L’album, a quanto pare, uscirà

«nei formati cd, cd+dvd, super audio cd, musicassetta, lp picture disc e cofanetto per i fans a tiratura limitata con libro e t-shirt»,

manca solo in formato freesbee, insomma. Come se non bastasse, pare che delle canzoni (due? tre? tutte?) saranno disponibili via Web (a pagamento? gratis? su quale piattaforma? in streaming? scaricabili?), nonostante le polemiche che il personaggino in questione aveva avviato qualche tempo fa col mondo P2P, forse grazie alla posizione più liberale di Claudia Mori.

Ma nel mondo dei sogni che diventano business della coppia più bella del mondo (…) non può mancare la televisione: tipico strumento che Celentano aborrisce ma che brama continuamente come la volpe desidera l’uva. Come se non bastasse, cerca anche di convincerci che siamo noi a desiderarlo: che, se non fosse per le censure Rai, ci avrebbe già deliziato con un programma in quattro puntate.

Ecco, forse a volte bisogna ringraziarla, la censura di regime.

Previsioni mediatiche viziate

Il Foglio è stentoreo: mentre le elezioni statunitensi sono ancora in corso, proclama la vittoria di Bush ed a fondo pagina sghignazza sul pronostico che, a parer loro, è univoco. Il manifesto è ottimista: colpa dei sondaggi, probabilmente. Un giornalista travestito da blogger come Cohen non è da meno: fa addirittura gli auguri a Kerry.

Partecipano al gioco anche i bloganti “puri”: c’è chi è sicuro del risultato pro-Kerry, chi analizza i deliri propagandistici dei media. Alla fine, insomma, ognuno legge la realtà, spara pronostici e diffonde notizie sulla base delle proprie speranze e dei propri ideali. Mentre Kerry ammette la sconfitta, in giro per il Web si continuano a leggere miti speranze di chi lo sosteneva. Probabilmente, non ci sarà nemmeno il teatrino del 2000. Tanto è inutile.

Viste dall’Europa, le elezioni negli Stati Uniti sembrano il trionfo dello status quo, mischiato ad un uso delirante della tecnologia. Se in Italia i lettori “liberal” di Repubblica.it hanno scelto ampiamente Kerry, non è da meno per il resto del mondo: ma il feedback, al di là dei voti, lo si legge su Benrikland, il sito che ha promesso il sondaggione globale.

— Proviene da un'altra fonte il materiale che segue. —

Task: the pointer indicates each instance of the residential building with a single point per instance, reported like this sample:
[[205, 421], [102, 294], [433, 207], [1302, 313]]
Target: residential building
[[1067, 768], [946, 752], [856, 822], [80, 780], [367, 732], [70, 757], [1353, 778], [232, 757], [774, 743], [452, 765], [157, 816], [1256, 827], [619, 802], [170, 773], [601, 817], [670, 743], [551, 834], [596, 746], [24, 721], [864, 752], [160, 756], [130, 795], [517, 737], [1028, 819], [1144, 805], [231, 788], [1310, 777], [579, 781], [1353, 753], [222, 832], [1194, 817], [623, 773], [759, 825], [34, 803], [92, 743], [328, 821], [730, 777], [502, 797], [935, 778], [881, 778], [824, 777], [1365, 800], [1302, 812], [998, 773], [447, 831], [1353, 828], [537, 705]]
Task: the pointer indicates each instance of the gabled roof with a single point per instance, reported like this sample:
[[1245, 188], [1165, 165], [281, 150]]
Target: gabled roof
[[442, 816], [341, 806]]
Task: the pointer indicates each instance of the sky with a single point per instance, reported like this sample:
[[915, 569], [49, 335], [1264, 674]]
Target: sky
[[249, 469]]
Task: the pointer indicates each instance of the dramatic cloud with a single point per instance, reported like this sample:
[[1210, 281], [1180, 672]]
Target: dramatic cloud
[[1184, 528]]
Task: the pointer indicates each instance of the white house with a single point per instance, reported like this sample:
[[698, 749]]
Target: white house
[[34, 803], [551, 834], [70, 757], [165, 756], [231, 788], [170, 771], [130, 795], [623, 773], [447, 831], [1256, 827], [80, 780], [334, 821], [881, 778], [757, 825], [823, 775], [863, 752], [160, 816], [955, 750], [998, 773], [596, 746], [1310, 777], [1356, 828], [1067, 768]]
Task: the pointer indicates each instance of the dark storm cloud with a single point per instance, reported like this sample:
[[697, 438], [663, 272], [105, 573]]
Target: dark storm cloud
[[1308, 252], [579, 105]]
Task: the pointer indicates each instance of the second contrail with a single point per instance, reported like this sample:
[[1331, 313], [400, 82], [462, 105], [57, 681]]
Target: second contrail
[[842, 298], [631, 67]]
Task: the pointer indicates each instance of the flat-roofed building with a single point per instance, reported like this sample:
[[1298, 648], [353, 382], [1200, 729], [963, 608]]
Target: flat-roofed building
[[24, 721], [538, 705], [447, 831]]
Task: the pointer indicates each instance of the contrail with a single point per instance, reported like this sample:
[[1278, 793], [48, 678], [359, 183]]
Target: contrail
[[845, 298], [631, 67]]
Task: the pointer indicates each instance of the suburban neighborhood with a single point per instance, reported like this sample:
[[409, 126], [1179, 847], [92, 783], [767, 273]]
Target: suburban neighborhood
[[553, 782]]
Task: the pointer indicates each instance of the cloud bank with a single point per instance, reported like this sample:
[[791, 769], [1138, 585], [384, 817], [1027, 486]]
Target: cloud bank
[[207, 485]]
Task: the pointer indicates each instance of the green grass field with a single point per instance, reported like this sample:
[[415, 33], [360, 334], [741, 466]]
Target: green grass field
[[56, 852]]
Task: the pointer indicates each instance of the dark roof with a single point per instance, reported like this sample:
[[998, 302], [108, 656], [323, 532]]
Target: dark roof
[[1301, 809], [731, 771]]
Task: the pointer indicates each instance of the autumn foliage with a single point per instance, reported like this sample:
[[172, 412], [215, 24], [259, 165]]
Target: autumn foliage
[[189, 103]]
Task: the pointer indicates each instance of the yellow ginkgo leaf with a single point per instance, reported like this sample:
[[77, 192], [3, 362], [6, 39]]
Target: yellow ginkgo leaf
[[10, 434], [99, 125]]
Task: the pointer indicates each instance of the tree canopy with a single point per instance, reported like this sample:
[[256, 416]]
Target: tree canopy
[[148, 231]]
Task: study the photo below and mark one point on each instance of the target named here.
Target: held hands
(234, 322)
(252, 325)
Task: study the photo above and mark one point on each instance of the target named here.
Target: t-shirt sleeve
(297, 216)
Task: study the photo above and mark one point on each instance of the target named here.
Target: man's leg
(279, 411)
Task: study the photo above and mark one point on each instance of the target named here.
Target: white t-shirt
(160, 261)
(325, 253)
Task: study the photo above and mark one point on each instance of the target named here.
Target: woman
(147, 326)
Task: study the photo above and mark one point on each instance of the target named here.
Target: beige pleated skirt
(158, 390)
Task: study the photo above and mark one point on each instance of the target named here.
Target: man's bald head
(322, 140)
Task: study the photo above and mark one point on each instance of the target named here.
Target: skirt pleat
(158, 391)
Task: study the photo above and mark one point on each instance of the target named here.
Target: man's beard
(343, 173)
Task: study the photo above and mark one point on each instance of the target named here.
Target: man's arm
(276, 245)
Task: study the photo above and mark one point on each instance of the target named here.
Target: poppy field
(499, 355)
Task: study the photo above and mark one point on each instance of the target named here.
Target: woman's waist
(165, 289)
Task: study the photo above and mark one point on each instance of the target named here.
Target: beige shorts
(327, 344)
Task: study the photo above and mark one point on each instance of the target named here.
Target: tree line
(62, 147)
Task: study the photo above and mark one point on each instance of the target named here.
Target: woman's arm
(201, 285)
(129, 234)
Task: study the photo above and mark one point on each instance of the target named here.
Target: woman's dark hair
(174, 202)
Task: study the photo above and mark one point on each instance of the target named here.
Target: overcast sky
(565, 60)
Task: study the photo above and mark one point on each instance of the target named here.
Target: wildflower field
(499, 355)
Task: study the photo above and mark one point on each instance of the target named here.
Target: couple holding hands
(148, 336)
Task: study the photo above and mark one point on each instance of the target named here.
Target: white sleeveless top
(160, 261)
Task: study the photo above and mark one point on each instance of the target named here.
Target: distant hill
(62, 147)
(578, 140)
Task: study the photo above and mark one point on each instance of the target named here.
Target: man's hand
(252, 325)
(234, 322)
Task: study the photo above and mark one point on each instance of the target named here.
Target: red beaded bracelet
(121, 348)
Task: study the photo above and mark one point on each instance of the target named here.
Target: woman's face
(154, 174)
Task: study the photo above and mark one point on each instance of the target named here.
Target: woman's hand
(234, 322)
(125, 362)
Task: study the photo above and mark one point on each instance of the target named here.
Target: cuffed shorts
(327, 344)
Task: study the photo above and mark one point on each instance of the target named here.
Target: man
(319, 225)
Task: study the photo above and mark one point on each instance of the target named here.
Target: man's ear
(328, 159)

Gli Statunitensi guardano malissimo agli Europei, gli Europei reagiscono con una sorta di aplomb francamente ingiustificato.

Alla fine, più che media, exit poll ed amenità tecnologiche varie, sembra che ciò che conta di più siano sempre gli stereotipi, che influenzano pareri ed azioni. Peccato che, stavolta, è in ballo il “capo del mondo”.